Ocorre que a desertificação no Brasil não passa da polêmica pura e simples, e o problema em vez de ser enfrentado na origem, é tema para reuniões e estudos acadêmicos com baixa participação das comunidades locais. Vista de cima, a região de Gilbués, Monte Alegre do Piauí, Barreiras do Piauí e outros quinze municípios, parece o dorso de uma mão aberta queimada, avermelhada, com crostas e saliências, as grandes erosões e voçorocas escorrendo entre os dedos.  
A degradação está sempre crescendo e se agravando. Essa paisagem agressiva domina o alto curso dos rios Gurguéia e Uruçuí Vermelho, na região sudoeste do Piauí. Em meio a isto, é praticada uma agricultura de subsistência “cultivo no toco”, com níveis baixíssimos de produtividade.

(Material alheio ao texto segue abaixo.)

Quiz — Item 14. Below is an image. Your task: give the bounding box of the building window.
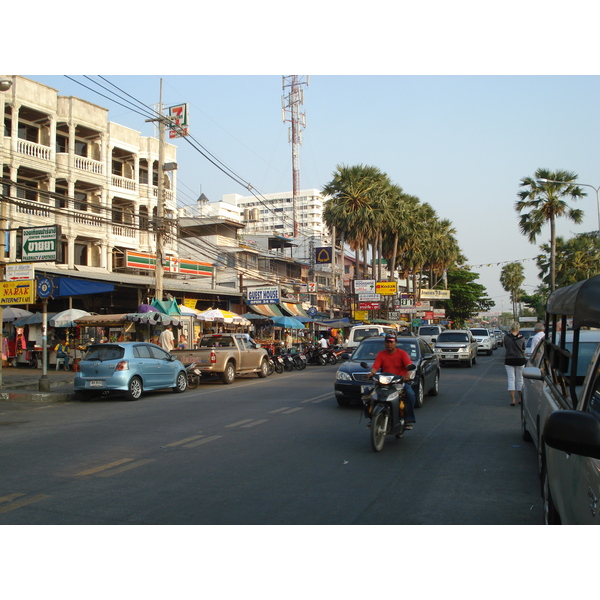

É este o processo de desertificação de origem geológica, não climático, agravado pelo homem, que eu denomino gilbuerização. O que fazer? Conviver com o fenômeno, não combatê-lo: disseminar a agroecologia, culturas anuais em meio às árvores, o sistema “Barraginhas” da Embrapa. 
Trabalhar com as comunidades, as escolas, educação ambiental. Plantar árvores frutíferas ou não, do cerrado e da caatinga, é região de transição de biomas. Plantar espécies de leguminosas como leucena, algaroba, guandu, etc, e gramíneas como os capins buffell, braquiária e outros, além de xerófilas e exóticas como tamargueiras diversas do gênero Tamarix e Atriplex. Viveiros e mais viveiros, em parceria com os pequenos agricultores. E semear de avião pelos ares nos grandes horizontes, e a lanço pelos agricultores. Até a arquitetura de adobe deve ser incentivada.